Por qué esta votación toca el bolsillo de los españoles
España no tiene asiento en el Consejo de Seguridad, pero sí una factura energética que depende de lo que allí se decida. El país importa prácticamente todo el crudo que refina, y las refinerías de Repsol y Cepsa compran en un mercado donde el precio lo fija el miedo, no la oferta.

Y aquí está la clave: buena parte del petróleo que mueve el planeta sale del estrecho de Ormuz, la arteria que Irán puede cerrar o dificultar si el control internacional se rompe. Cualquier tensión allí dispara el Brent, el crudo de referencia en Europa, y con él suben la gasolina y el diésel.
El mecanismo es conocido: encarecimiento del transporte, más costes industriales y un traslado inevitable a la cesta de la compra. La energía es la variable que antes contamina el IPC español.
España es el país de la Unión Europea con mayor capacidad de regasificación, y aunque no compra gas iraní, los precios del mercado europeo se mueven en bloque ante cualquier riesgo en el Golfo. Traducido: la votación ocurrió a miles de kilómetros, pero el coste de la energía se decide en parte en esa sala.
Cada episodio de tensión en el Golfo añade una prima de riesgo al barril, esa sobretasa que los mercados cobran por lo imprevisible. El consumidor español la termina pagando en el surtidor.
El precedente que explica por qué esto no es un episodio aislado
Esto ya ha ocurrido antes. Cuando en 2018 Estados Unidos abandonó el acuerdo nuclear, los inspectores se quedaron sin el paraguas político que necesitaban y las empresas europeas que operaban en Irán quedaron solas frente a las sanciones de Washington. La vigilancia sin respaldo político se apaga sola.

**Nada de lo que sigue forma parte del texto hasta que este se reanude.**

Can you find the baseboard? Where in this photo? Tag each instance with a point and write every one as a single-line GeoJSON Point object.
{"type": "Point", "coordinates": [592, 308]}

La comparación con 2022 resulta inevitable. Cuando la invasión de Ucrania disparó el precio del crudo, la inflación española superó el 10% en julio de ese año, según el INE, y hubo que desplegar rebajas fiscales para contener la factura. Aquel episodio demostró que una crisis lejana se convierte en una subida del recibo en semanas.
Un panel menos activo no significa automáticamente menos petróleo iraní en el mercado; de hecho, la falta de control puede facilitar colocaciones opacas. El problema no es el volumen, sino la incertidumbre: los mercados castigan la falta de información.
Para España, el siguiente hito es el invierno. Si el Golfo se calienta y Bruselas no logra una posición común, el precio del crudo volverá a colarse en la negociación del presupuesto familiar. Conviene seguir las próximas votaciones del Consejo de Seguridad, porque el órgano que debía vigilar el cumplimiento de las sanciones acaba de quedarse sin ojos.
📌 Ficha del Caso
- Ficha sobre el caso: El Consejo de Seguridad debatía prorrogar el panel que audita las sanciones contra Irán. Rusia y China vetaron la resolución y el órgano se queda sin su herramienta de control.
- Datos importantes: Once miembros votaron a favor y Pakistán y Somalia se abstuvieron. Las sanciones contra Teherán volvieron a estar en vigor hace un año y el conflicto con Estados Unidos e Israel cumple siete meses.
- Resumen: España no se sienta en ese Consejo, pero importa casi todo el crudo que refina. La incertidumbre en el Golfo acabará llegando al recibo energético español.